Austerity watchers take note: the Prime Minister of Romania resigned today (Monday), the latest European leader felled by anti-austerity fury.
Romania was the receiver of a 20-billion euro loan in 2009, on condition of deep austerity cuts.
The euro has rallied on headlines that Greek politicians are getting down to the nitty-gritty, with reports they may be willing to cut 15,000 public sector jobs as part of the austerity package.
But the talk over the weekend was about the key player, Angela Merkel: is she more comfortable with letting Greece default?
Oh, she protests, telling German TV today that they will not allow a Greek bankruptcy.
But at the same time she is digging in her heels: she has insisted it's time for Greece to decide on whether they want in or out. No money without an austerity agreement, and all parties must sign off.
It's not just Merkel insisting on getting the Greeks to agree on a painful austerity budget.
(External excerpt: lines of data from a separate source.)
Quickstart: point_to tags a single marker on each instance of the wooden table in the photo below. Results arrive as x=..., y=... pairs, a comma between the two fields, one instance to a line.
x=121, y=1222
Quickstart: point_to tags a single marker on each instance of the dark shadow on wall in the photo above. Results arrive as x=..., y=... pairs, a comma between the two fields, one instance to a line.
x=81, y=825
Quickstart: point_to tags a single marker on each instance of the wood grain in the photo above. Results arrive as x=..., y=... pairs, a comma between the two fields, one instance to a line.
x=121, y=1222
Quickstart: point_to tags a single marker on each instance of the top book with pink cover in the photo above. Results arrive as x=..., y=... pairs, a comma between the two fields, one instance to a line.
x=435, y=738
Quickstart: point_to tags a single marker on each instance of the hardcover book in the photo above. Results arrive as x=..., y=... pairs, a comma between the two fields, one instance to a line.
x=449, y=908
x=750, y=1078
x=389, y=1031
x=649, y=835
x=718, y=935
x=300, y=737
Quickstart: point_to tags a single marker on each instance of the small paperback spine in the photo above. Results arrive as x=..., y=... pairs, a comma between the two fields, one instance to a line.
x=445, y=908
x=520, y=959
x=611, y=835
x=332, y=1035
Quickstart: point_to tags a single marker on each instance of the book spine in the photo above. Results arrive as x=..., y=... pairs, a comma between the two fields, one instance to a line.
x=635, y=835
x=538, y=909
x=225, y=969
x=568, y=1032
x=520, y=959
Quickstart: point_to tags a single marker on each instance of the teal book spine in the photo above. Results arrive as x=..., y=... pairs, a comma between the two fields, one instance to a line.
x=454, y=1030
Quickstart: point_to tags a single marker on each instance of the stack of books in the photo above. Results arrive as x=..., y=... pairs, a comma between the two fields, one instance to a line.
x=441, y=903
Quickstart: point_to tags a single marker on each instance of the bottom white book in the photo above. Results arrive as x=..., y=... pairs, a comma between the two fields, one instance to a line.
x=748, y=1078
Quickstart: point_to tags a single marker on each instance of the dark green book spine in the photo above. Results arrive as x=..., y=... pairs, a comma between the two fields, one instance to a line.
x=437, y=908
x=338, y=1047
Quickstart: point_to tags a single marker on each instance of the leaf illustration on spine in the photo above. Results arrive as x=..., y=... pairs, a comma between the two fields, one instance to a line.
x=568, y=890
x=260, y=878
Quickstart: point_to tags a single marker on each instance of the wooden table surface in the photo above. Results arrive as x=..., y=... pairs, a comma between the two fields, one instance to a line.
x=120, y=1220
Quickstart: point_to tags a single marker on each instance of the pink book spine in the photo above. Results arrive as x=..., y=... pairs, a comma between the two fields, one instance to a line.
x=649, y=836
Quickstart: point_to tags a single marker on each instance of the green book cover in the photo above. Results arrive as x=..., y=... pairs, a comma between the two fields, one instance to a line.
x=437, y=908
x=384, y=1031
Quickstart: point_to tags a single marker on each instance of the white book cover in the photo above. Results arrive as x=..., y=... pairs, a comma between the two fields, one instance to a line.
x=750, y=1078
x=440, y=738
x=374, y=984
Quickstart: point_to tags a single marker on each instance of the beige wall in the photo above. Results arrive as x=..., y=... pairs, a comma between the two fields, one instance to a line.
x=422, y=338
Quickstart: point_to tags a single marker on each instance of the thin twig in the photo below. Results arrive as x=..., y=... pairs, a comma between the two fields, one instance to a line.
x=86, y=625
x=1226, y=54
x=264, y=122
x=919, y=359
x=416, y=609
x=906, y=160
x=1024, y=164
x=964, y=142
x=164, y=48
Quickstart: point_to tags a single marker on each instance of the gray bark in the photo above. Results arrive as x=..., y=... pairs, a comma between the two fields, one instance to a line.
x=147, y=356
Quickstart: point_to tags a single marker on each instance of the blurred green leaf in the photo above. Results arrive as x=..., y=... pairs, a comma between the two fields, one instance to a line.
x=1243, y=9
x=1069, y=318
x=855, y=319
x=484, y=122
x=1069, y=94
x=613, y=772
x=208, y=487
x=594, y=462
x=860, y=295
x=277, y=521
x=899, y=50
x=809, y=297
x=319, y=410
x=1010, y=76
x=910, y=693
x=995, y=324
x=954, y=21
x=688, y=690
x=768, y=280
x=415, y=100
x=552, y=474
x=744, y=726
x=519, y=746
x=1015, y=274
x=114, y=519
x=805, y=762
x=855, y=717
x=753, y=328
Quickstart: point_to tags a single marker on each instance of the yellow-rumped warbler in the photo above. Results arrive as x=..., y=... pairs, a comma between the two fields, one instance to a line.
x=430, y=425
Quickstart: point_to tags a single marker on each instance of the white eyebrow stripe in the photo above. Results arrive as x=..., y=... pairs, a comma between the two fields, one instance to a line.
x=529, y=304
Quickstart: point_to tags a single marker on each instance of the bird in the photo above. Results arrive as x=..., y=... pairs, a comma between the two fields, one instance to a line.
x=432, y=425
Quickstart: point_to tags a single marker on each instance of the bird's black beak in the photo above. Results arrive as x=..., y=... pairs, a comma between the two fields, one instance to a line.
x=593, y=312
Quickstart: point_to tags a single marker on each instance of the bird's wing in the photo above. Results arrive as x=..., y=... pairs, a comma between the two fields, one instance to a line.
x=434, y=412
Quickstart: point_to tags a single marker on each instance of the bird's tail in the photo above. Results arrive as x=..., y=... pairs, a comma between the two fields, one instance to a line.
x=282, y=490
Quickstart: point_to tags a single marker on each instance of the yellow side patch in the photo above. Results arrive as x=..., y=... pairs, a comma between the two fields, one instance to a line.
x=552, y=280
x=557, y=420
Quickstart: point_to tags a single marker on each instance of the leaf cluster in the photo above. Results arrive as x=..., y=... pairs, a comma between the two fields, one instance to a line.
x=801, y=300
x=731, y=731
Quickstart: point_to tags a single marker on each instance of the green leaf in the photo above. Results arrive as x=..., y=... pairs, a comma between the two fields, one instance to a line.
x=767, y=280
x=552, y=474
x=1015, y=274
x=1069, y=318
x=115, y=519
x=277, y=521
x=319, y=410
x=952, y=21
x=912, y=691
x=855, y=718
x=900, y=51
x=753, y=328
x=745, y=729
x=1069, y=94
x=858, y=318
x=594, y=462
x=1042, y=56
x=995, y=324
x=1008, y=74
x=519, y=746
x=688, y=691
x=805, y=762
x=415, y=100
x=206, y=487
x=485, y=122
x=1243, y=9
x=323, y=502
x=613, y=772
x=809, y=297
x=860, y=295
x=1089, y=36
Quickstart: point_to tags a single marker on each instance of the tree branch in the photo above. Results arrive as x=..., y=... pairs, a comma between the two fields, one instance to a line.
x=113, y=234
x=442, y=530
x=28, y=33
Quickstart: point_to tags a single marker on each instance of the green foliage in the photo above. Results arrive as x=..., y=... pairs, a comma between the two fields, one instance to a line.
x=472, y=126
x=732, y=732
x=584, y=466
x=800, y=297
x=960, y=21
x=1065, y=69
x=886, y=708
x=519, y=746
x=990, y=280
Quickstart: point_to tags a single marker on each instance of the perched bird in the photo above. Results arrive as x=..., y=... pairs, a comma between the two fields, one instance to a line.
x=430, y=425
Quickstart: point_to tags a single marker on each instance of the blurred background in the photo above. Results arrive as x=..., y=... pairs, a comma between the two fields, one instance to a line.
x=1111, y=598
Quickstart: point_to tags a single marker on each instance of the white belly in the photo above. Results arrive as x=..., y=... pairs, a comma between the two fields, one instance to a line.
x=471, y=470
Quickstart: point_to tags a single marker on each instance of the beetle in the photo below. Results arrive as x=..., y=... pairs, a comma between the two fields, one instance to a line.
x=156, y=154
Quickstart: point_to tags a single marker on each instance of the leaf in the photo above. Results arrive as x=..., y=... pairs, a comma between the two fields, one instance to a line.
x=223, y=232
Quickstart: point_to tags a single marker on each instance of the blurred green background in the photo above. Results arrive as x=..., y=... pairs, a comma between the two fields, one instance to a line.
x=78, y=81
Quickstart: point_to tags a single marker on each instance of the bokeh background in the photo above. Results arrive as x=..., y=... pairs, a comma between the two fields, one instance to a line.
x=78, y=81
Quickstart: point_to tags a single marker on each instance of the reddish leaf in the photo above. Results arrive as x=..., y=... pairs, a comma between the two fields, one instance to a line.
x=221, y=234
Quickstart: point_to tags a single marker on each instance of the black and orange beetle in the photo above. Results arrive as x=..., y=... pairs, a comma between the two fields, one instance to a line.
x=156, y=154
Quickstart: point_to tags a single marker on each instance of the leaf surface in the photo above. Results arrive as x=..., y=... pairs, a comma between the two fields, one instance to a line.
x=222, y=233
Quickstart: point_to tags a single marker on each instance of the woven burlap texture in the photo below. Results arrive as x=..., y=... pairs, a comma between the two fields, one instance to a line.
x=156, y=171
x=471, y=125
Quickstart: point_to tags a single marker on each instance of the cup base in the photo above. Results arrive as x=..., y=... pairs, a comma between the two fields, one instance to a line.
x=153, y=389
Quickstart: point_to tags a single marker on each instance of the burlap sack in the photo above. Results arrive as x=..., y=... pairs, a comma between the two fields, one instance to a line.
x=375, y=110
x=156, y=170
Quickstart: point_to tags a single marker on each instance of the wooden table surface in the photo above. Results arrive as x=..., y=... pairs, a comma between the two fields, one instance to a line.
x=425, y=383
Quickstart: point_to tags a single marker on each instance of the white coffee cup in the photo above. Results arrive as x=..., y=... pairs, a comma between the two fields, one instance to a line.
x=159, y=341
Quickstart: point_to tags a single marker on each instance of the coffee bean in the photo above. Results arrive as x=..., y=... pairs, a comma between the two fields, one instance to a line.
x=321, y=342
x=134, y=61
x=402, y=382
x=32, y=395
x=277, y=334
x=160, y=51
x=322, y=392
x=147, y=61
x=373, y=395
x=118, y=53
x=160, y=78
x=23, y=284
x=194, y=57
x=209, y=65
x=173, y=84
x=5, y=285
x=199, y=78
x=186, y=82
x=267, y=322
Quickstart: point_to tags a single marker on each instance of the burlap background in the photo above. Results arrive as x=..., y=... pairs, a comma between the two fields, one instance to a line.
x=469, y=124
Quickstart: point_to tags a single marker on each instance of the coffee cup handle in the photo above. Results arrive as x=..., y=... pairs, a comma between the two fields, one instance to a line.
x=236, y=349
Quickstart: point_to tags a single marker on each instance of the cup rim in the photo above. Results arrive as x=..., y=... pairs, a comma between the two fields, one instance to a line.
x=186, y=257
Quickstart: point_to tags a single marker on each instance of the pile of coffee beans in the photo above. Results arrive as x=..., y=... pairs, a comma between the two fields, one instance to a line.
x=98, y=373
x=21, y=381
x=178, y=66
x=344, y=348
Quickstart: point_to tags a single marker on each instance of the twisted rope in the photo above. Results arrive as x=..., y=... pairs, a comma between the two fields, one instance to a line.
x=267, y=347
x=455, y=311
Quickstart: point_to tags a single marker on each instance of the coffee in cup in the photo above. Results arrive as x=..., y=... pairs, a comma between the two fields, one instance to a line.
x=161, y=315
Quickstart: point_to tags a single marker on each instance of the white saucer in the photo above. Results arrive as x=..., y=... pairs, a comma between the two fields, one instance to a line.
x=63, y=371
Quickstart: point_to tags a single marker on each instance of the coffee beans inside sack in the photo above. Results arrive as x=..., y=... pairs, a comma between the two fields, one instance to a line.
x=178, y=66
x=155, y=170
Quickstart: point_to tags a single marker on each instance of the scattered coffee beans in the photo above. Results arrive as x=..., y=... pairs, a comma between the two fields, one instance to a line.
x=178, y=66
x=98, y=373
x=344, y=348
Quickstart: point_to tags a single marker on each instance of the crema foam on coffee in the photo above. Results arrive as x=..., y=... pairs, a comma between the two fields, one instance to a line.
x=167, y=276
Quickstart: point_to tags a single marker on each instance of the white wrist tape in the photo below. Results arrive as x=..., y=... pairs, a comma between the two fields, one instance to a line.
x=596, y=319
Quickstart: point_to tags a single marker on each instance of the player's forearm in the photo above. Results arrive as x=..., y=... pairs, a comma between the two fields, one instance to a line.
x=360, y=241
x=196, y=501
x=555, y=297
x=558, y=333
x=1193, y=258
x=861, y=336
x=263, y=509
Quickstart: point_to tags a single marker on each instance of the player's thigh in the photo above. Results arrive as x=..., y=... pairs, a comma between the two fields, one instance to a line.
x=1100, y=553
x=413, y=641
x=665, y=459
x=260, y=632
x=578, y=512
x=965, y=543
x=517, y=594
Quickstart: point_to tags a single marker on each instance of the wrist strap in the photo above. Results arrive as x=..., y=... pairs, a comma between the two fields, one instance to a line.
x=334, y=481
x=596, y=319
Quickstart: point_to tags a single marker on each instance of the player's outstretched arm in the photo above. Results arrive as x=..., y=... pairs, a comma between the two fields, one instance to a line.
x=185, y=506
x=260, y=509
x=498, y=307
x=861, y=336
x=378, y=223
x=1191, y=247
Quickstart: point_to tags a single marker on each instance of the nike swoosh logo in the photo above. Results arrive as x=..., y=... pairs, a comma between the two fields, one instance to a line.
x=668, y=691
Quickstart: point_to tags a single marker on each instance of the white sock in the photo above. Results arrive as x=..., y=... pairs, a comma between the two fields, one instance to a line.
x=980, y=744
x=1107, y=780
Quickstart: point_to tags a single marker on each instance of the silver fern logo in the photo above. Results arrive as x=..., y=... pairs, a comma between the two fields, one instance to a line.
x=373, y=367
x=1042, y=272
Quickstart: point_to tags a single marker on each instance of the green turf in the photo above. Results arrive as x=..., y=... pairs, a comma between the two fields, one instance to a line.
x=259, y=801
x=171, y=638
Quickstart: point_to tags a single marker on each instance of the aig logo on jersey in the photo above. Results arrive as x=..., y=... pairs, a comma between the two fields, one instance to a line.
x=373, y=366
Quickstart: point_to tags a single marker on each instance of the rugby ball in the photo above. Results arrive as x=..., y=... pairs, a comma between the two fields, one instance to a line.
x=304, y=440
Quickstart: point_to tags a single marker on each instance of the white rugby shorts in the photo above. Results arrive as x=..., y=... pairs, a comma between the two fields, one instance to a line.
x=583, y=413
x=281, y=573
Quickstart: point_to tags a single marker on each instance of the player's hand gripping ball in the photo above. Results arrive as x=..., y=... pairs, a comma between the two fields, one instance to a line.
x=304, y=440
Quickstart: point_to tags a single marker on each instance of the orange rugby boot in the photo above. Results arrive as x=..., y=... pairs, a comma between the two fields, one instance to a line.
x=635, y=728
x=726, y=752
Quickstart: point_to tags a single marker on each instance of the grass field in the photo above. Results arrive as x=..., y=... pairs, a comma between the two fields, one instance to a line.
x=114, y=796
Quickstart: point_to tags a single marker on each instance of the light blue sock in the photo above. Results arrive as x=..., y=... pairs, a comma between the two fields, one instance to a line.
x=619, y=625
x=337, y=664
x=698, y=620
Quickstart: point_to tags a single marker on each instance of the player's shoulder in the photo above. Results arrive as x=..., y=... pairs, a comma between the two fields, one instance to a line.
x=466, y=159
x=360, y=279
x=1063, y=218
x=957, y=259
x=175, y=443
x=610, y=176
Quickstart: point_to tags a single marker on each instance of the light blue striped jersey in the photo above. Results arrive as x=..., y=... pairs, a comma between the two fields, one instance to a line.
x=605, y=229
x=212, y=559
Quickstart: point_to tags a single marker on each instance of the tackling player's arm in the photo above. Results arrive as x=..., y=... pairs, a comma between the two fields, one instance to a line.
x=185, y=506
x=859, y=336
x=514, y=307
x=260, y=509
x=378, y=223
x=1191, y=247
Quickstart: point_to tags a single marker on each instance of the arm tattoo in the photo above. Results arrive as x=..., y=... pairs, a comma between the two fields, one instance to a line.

She has also floated a trial balloon for the EU to take over control of the Greek budget.
The Greeks, obviously, do not want to do that. They may simply choose to default. Surely Merkel must understand that the probability of a default has risen.
Merkel seems to be calculating that a Greek default might not be all that disruptive. The stock and bond markets seem not to be so worried, and the banking system is certainly in stronger shape than it was three months ago. But is it sufficiently strong?
If all this is a comfort to you, you should hear the response of the inimitable Art Cashin, who, after I presented the above thesis to him, said: "Merkel may be increasingly comfortable, but they were all comfortable before Lehman Brothers."